Monday, August 13, 2007

Today, Now

Dan tagged me with this one random fact meme, sometime back in the last decade, and here’s mine:

RANDOM FACT: I am, at last, done.

Today marks the first day of summer vacation. That’s August 13, for those scoring at home, and I’m still wrapping up loose ends, one of which includes bringing a burrito over to Oakland to compensate for previous failures in the burrito delivery department (don’t ask). I’ve been working all summer for the Oakland Teaching Fellows and the Oakland City Teacher Corps, running alternative route training institutes. This is good work, a broadening of the mission, and hits at the heart of how I’ve come to think of reform for high need urban ed: We cannot begin to address broader issues of inequity and failure until we put a competent, effective educator in every classroom.

Working in this capacity, at training institutes like these, becomes all encompassing.
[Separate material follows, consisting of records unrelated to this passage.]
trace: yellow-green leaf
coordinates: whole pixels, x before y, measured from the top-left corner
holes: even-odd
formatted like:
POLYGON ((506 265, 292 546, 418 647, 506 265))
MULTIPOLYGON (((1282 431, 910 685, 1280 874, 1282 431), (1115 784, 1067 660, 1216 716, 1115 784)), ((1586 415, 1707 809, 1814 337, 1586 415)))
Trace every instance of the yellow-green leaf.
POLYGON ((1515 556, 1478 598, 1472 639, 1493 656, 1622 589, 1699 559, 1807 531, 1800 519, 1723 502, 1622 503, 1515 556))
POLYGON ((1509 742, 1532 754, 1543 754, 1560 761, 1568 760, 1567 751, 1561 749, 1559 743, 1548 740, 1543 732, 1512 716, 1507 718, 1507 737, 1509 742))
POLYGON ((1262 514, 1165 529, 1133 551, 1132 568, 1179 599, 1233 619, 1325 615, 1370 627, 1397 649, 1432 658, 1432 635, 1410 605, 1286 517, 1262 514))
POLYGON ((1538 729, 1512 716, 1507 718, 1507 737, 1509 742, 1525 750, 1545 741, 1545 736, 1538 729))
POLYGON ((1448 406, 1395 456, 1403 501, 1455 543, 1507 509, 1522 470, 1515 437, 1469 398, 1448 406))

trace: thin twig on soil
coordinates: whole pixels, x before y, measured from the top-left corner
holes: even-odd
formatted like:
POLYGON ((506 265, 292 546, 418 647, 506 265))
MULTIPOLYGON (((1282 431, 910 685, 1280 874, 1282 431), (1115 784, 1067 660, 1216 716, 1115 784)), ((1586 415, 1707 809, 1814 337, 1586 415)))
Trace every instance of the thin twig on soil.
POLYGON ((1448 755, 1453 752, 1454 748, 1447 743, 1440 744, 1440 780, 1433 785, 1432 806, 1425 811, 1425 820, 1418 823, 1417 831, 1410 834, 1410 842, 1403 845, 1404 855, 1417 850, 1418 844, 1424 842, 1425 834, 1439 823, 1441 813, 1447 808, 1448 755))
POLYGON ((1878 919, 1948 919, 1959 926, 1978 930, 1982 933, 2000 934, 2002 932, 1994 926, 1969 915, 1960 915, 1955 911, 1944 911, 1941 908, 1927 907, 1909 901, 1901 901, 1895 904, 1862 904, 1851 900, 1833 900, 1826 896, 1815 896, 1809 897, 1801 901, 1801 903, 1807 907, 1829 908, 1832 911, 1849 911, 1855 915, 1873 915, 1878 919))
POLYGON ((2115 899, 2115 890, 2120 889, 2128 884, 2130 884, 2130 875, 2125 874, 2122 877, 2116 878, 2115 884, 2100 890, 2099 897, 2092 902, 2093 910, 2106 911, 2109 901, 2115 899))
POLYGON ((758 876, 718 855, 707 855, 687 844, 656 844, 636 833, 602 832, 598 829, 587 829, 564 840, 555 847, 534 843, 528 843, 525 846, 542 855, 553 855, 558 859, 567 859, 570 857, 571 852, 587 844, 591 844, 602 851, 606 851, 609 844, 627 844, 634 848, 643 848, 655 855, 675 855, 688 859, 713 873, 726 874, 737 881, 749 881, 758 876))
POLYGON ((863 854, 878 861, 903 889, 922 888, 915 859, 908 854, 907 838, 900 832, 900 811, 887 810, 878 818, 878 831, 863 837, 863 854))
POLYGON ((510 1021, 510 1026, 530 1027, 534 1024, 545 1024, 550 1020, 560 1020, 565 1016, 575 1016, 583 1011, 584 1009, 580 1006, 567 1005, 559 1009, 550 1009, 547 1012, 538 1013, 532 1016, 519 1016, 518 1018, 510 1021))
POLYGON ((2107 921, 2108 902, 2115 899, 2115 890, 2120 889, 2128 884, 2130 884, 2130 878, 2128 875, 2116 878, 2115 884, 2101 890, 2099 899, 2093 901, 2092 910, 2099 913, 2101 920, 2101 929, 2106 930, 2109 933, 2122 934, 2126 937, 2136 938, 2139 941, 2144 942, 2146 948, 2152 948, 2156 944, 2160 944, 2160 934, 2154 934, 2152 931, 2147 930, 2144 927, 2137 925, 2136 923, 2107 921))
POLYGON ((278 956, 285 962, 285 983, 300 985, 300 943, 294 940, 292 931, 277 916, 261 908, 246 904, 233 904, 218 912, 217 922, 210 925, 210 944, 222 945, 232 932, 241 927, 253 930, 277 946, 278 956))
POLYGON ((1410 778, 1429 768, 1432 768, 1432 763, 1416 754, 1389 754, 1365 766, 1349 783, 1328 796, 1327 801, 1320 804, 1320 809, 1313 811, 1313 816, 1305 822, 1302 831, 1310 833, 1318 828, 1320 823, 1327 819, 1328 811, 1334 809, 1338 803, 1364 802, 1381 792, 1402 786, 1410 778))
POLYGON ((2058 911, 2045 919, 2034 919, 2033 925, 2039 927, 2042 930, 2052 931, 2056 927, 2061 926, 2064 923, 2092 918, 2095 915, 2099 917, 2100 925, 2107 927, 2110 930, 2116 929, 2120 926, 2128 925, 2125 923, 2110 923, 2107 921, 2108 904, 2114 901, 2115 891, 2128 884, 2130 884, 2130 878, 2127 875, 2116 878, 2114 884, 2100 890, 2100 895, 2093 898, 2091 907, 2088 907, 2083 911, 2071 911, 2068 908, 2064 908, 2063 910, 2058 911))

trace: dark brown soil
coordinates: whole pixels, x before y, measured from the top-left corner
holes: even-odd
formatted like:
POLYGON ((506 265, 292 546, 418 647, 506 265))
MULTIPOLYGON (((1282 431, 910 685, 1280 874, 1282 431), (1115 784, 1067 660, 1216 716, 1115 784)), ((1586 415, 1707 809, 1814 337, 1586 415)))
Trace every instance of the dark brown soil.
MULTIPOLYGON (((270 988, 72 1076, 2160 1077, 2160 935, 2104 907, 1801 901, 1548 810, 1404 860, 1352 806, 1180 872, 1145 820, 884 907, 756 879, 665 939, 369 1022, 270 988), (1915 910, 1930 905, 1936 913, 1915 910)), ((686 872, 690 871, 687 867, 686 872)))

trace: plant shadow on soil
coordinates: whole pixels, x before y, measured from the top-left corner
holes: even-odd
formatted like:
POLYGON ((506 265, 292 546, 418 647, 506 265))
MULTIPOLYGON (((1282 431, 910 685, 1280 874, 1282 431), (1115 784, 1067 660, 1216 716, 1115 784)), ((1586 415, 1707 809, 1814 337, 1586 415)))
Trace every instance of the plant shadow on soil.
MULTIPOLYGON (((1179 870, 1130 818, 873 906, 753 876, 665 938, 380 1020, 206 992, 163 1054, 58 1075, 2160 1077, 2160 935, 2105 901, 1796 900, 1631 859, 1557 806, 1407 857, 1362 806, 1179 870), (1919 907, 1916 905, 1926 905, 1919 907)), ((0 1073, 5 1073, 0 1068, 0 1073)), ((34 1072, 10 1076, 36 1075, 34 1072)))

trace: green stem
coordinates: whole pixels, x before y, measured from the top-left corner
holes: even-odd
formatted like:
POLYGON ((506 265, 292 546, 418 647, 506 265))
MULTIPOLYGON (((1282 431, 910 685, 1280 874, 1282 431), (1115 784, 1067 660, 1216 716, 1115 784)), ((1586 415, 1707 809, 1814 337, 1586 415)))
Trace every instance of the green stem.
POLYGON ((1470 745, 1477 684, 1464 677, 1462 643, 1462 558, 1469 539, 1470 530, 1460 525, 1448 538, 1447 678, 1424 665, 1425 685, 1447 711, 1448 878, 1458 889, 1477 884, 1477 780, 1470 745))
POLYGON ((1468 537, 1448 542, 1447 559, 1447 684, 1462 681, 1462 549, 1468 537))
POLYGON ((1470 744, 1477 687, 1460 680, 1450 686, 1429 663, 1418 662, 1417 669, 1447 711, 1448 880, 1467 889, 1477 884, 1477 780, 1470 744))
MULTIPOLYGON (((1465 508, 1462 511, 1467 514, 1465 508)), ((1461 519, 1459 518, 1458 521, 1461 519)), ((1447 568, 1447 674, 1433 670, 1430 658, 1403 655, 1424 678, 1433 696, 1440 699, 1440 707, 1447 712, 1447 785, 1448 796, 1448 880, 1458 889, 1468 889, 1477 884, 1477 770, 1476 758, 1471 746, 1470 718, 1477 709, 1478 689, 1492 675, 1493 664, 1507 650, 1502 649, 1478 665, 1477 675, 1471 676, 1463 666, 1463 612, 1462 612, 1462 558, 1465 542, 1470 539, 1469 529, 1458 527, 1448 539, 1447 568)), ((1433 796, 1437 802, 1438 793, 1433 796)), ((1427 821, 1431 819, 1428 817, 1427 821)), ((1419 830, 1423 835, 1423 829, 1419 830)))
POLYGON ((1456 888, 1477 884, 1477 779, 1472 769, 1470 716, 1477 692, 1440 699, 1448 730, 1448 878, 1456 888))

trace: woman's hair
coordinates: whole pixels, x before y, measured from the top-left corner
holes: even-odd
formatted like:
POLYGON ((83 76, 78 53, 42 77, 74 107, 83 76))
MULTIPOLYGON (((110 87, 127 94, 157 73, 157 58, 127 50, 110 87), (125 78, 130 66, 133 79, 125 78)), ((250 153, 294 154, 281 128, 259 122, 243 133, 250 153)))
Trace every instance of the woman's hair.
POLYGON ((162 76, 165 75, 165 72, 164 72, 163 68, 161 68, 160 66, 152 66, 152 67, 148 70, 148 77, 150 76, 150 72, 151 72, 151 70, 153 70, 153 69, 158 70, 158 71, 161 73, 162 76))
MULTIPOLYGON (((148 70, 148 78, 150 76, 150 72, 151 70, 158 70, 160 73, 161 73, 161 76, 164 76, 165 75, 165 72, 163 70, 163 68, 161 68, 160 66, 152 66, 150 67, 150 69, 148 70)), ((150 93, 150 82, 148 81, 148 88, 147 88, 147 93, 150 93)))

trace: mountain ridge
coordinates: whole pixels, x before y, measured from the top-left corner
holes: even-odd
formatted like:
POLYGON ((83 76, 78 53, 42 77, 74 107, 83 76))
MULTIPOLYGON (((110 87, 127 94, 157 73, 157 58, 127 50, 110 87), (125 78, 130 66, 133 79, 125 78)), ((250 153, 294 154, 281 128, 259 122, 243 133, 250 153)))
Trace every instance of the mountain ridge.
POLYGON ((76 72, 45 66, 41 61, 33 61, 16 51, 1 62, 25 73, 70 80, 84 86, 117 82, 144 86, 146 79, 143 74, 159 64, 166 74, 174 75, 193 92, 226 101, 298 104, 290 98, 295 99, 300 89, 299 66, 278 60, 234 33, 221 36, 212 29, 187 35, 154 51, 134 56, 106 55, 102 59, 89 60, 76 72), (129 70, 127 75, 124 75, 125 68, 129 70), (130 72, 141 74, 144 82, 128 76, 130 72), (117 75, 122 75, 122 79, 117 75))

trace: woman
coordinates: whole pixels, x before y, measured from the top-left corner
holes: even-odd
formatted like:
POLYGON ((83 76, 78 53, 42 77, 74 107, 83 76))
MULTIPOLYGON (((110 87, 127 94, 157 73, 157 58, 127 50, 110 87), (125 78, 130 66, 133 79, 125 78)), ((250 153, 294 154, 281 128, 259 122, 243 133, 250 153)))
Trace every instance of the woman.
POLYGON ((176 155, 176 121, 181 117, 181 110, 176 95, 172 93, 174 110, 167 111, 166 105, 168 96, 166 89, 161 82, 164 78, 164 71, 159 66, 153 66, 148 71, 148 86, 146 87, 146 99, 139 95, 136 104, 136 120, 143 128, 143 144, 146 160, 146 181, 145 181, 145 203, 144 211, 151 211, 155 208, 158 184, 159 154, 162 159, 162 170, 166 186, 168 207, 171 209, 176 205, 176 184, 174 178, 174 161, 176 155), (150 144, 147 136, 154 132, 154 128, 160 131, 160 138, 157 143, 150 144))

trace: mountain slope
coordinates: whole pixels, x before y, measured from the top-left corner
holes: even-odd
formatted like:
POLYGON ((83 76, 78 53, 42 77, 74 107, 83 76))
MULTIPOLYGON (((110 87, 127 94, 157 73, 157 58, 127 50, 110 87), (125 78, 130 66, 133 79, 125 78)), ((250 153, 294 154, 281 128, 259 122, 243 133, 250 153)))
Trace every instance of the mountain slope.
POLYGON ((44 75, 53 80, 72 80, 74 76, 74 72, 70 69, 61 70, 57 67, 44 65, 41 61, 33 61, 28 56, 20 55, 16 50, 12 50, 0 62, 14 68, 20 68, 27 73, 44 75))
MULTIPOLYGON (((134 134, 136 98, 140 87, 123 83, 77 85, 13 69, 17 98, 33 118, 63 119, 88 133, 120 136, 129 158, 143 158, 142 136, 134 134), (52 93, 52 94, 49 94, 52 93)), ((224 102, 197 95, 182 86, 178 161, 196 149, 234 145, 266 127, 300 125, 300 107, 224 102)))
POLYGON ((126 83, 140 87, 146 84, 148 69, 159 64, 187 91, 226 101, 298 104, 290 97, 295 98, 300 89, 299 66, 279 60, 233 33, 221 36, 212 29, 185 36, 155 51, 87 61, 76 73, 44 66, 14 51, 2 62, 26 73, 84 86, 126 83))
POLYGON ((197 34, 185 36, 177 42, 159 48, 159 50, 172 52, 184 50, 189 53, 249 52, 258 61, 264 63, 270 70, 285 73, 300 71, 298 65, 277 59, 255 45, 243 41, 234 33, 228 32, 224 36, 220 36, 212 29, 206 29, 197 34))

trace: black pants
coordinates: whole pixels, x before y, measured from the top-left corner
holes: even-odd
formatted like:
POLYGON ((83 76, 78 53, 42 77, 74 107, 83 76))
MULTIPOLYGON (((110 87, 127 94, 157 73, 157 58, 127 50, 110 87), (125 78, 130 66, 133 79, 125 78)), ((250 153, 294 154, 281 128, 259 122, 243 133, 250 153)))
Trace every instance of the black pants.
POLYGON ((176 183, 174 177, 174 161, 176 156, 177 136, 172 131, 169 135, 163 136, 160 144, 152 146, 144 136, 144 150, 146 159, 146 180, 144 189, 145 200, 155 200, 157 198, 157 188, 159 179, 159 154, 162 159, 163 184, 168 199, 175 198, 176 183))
We occasionally get negative feedback from folks about the hours being long and my response is 1) Yup. Welcome to teaching high-need kids; 2) Wow. You think your hours are long?

I never started work later than 6:30. I never finished earlier than 6:00. I had scheduled email checks at 9:00 pm, which often necessitated responses, which drove further email checks, which necessitated response and work product that took us well into the night. A common morning saw me juggling teacher observation times by stopping at the training site in West Oakland, driving to the high school north of downtown, observing, then driving to the elementary school in East Oakland to observe, then popping up into the hills to observe in a special ed setting, back down to the elementary, back to the high school, and finally to the training site in West Oakland. This before the collaboration meeting at eleven, observing and critiquing framework sessions, coordinating and presenting workshops, and all the various other little things that eat your day.

The hours aside, the work is interlaced with this profound worry that the folks we’re preparing won’t be prepared enough. You watch and work with this they’renotready they’renotready scrolling across your brain like the update bar at the bottom of SportsCenter. And you push push them to get better because these are high school seniors who desperately want credits, and you’ll never have so much built in motivation with any group of students you’ll ever teach. The majority get it and appreciate, but some resist and are resentful, providing no benefit of the doubt that maybe you know a little bit about what it means to teach and teach successfully in environments like this, and you tell them: These kids don’t need any more mediocre teachers.

But I’m done. With the 6-week training and the 1-week training, and already I start to feel the little pulls from the school at the other end of 280. Little tuggings – on my time, on my brain – starting to call me back.

I want to make a users-guide for the REWARDS phonics and fluency program because my methods should be explicit.

I want to create reading strategy mastery tracking guides to complement the High Point program because if that’s what the program is designed to do, that’s what we need to monitor.

I want to make interactive power point assessments for each High Point selection. Here’s an image, here’s 1-3 questions, here’s a space for kids to type responses and email me the assignment so I can type my own response and email it back.

But my summer break is now begun, and I need a few days in the new 415 sunshine before I’m ready to go back.

1 Comments:

Anonymous Anonymous said...

Right on. Relax. By the way who do you know in the Sudan?